Towell.pl 6:5 Educarium

Co za sezon dla Sławomira Rucińskiego (na zdjęciu)! Kapitan Towell.pl ma prawo chodzić po ulicach dumny niczym paw, gdyż jego zespół jest absolutną rewelacja tego sezonu w II lidze futsalu 2016/17. Minimalne zwycięstwa, wyszarpane z paszczy lwa, stają się pomału znakiem rozpoznawczym tego zespołu. Napędzani przez genialnego Marcina Czerwińskiego są oni w stanie uprzykrzyć życie każdemu przeciwnikowi.
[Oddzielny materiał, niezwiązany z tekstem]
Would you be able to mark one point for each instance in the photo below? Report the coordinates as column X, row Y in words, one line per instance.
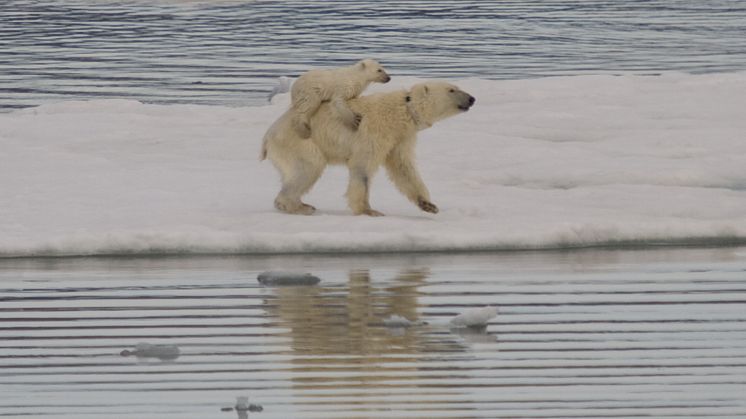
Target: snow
column 542, row 163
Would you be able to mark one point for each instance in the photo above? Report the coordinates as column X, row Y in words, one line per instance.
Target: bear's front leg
column 426, row 205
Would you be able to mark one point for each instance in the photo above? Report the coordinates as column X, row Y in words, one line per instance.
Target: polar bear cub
column 336, row 86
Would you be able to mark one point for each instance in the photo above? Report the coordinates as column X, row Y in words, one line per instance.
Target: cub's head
column 373, row 70
column 434, row 100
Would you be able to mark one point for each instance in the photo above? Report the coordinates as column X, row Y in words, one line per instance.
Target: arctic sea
column 227, row 52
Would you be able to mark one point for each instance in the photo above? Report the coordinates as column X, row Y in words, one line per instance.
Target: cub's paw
column 427, row 206
column 358, row 119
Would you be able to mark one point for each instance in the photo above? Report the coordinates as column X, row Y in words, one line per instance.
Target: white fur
column 337, row 86
column 386, row 136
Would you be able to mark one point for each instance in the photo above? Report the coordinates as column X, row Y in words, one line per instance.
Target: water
column 589, row 334
column 231, row 52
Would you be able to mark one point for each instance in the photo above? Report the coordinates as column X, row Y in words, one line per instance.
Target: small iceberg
column 282, row 279
column 397, row 321
column 147, row 350
column 474, row 317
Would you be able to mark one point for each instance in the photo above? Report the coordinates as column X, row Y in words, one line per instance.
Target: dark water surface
column 590, row 334
column 231, row 52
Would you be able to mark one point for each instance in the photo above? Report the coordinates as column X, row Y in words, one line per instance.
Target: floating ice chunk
column 397, row 321
column 281, row 278
column 147, row 350
column 474, row 317
column 283, row 86
column 243, row 405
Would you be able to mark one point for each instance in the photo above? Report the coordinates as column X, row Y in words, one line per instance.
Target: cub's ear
column 419, row 90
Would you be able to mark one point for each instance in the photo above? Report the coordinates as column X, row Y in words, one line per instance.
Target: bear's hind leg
column 295, row 184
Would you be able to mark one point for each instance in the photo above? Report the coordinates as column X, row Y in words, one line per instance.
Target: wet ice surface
column 579, row 334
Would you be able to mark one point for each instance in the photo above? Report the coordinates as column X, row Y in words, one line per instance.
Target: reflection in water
column 581, row 334
column 333, row 327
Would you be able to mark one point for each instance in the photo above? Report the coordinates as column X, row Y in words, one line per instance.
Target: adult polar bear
column 386, row 135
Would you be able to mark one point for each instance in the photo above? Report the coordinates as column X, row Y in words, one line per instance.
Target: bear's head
column 373, row 70
column 432, row 101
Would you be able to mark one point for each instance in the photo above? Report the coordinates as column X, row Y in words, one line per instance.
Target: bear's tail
column 263, row 154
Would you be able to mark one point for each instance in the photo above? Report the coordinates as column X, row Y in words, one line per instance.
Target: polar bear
column 386, row 136
column 337, row 86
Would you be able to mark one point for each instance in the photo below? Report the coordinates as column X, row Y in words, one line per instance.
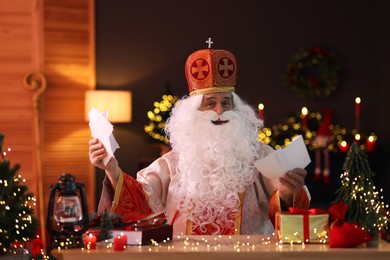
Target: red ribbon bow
column 313, row 211
column 306, row 224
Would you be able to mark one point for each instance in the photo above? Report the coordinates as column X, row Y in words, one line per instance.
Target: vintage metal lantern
column 67, row 216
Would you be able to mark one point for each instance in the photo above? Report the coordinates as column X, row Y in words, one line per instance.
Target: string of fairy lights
column 158, row 116
column 306, row 123
column 17, row 221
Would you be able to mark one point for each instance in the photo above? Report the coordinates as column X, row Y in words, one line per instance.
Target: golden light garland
column 158, row 116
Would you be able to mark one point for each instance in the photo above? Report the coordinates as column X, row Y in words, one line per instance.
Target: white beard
column 215, row 161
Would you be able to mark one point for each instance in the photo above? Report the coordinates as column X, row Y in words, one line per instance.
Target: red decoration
column 90, row 241
column 120, row 242
column 343, row 146
column 370, row 144
column 343, row 234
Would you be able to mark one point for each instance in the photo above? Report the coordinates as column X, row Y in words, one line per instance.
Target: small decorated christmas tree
column 17, row 221
column 159, row 115
column 365, row 206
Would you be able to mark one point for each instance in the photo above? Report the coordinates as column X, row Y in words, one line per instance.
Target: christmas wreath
column 312, row 73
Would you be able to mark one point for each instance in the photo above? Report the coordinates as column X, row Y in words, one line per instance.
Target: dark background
column 143, row 45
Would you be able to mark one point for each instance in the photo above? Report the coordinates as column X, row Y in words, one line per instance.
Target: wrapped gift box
column 302, row 226
column 145, row 236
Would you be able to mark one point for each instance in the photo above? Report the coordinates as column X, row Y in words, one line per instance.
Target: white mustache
column 213, row 116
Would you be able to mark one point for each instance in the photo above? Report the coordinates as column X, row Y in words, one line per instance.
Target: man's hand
column 291, row 183
column 97, row 152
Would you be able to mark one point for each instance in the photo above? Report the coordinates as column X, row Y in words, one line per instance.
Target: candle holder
column 67, row 218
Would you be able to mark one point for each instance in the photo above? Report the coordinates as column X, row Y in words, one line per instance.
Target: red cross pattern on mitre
column 211, row 70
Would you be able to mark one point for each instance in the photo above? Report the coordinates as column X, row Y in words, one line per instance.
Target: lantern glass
column 67, row 209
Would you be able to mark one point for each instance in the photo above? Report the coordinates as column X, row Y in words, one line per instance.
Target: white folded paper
column 101, row 129
column 280, row 161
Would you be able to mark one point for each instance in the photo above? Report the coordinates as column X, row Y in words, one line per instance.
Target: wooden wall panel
column 56, row 38
column 18, row 56
column 69, row 65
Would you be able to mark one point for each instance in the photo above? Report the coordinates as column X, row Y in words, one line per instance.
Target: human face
column 217, row 102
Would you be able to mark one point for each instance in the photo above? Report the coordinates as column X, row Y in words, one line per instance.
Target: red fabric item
column 343, row 234
column 134, row 202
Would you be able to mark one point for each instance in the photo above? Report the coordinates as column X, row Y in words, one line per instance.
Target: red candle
column 304, row 112
column 357, row 112
column 357, row 107
column 120, row 242
column 343, row 146
column 370, row 144
column 90, row 241
column 261, row 111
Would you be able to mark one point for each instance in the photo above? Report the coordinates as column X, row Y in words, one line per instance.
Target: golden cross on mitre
column 209, row 42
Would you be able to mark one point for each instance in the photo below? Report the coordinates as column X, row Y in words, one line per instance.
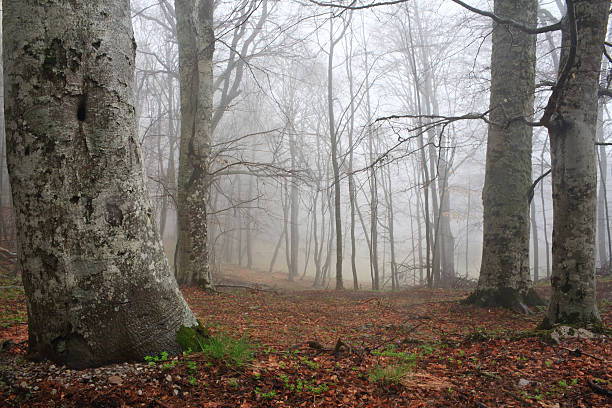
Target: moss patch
column 192, row 338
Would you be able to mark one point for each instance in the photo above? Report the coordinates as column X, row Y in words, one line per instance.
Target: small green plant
column 316, row 390
column 235, row 352
column 168, row 365
column 427, row 349
column 391, row 374
column 265, row 395
column 153, row 360
column 309, row 363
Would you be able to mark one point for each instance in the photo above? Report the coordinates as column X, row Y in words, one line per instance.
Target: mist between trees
column 346, row 142
column 405, row 183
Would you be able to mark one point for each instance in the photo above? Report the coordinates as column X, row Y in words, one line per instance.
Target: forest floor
column 278, row 347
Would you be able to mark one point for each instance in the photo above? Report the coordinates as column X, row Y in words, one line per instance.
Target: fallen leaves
column 320, row 348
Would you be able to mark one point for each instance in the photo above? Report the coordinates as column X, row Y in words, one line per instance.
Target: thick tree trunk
column 504, row 272
column 97, row 282
column 572, row 127
column 196, row 46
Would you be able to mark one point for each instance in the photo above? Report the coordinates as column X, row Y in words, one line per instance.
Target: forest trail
column 413, row 348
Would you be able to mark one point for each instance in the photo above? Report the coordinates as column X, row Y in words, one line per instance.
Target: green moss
column 192, row 338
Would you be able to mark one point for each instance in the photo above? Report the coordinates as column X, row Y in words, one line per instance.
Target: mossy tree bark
column 196, row 43
column 571, row 117
column 97, row 283
column 504, row 272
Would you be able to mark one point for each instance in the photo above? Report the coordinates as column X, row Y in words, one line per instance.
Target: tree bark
column 196, row 42
column 334, row 154
column 504, row 272
column 572, row 128
column 98, row 285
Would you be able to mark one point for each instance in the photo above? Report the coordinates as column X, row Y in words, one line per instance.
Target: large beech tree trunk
column 504, row 272
column 571, row 117
column 98, row 285
column 196, row 41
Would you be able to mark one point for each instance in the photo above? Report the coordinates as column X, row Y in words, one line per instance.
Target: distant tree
column 97, row 282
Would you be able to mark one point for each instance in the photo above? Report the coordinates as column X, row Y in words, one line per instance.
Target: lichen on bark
column 572, row 114
column 504, row 273
column 98, row 285
column 196, row 44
Kolejny dowód swoich nieprzeciętnych umiejętności dał właśnie w kończącym czwartą serię gier starciu z Educarium. Cztery gole, 1 asysta, tytuł najlepszego rozgrywającego i pełna dominacja na parkiecie hali przy ulicy Cichej. Niepokonany Towell.pl brnie od tryumfu do tryumfu, po drugiej stronie barykady Educarium, które mimo dobrej gry, nikłych porażek i niezłego wrażenia artystycznego tuła się w ogonie.